$\lambda(n)$= $\sum_{d^2|n}$ $\mu(n/d)^2$
and $\mu^2(n)$= $\sum_{d^2|n}$ $\mu(d)$
Having a little bit of trouble here.Can I use the fact that $\sum_{d|n}\lambda(n)$ is a characteristic function for squares by $\lambda*1$.?
Edit: For the second part can I say that $\lambda^{-1}$= $\mu{^2}$ because $\mu$ is multiplicative.. and just bring in the first part then and invert the sum- if that's allowed?
I assume the first one should be $\lambda(n)=\sum_{d^2\mid n}\mu(n/d)$, since otherwise it is not true.
You can't directly apply convolution identities here because the sums $\sum_{d^2\mid n}\mu(n/d)$ and $\sum_{d^2\mid n}\mu(d)$ do not run over all divisors of $n$.
Nonetheless we can prove the following: if $f$ and $g$ are multiplicative, then so is $$n\mapsto\sum_{d^2\mid n}f(n/d)g(d).$$ The proof is almost the same as how one would do it for Dirichlet convolution. The key argument is that if $\gcd(m,n)=1$, then $$d^2\mid mn \iff d=ef \text{ with }\gcd(e,f)=1\text{ and }e^2\mid m, f^2\mid n.$$ (Try to convince yourself that the multiplicativity of $\sum_{d^2\mid n}f(n/d)g(d)$ follows from this observation.)
Using the result above it suffices to show that $$\lambda(n)=\sum_{d^2\mid n}\mu(n/d)\quad\text{and}\quad\mu^2(n)=\sum_{d^2\mid n}\mu(d)$$ when $n$ is a prime power.
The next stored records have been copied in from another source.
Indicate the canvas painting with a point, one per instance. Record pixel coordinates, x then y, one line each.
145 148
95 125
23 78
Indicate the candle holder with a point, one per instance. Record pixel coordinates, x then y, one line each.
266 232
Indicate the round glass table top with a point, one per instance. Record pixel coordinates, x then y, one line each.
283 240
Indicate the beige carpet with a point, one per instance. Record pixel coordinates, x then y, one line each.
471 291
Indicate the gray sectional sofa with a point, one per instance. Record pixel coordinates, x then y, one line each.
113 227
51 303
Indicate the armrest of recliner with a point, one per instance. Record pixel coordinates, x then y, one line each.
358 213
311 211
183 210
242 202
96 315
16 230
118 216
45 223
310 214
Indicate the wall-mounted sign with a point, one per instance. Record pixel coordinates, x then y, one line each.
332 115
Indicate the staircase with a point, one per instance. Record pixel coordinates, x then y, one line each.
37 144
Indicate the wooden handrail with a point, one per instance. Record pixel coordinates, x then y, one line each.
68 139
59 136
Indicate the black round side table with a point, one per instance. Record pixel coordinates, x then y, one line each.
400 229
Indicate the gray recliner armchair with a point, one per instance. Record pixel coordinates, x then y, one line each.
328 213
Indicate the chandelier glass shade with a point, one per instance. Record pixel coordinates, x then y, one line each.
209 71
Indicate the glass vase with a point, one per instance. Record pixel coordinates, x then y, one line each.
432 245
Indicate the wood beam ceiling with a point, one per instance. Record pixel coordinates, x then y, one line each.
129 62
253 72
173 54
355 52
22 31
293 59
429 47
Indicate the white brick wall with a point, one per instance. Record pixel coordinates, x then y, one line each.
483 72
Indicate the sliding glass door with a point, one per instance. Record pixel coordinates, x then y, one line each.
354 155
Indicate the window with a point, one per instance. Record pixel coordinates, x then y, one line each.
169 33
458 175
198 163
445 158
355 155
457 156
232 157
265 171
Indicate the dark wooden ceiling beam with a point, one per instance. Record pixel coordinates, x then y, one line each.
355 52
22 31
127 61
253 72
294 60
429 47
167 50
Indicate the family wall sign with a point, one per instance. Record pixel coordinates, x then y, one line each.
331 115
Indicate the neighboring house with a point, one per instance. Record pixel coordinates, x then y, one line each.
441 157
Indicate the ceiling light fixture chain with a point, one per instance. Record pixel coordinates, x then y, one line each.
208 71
$\lambda(n)=\sum_{d^2\mid n}\mu(n/d)$: Clearly, since when $n=p^k$ the only non-vanishing term in the RHS is $\mu(n/p^{\lfloor k/2\rfloor})=(-1)^k=\lambda(p^k)$.
$\mu^2(n)=\sum_{d^2\mid n}\mu(d)$: This is obvious for $n=1$ and for $n$ prime. If $n=p^k$, $k\geqslant2$ we have $\sum_{d^2\mid n}\mu(d)=\mu(1)+\mu(p)+0+0+\cdots=0$, as desired.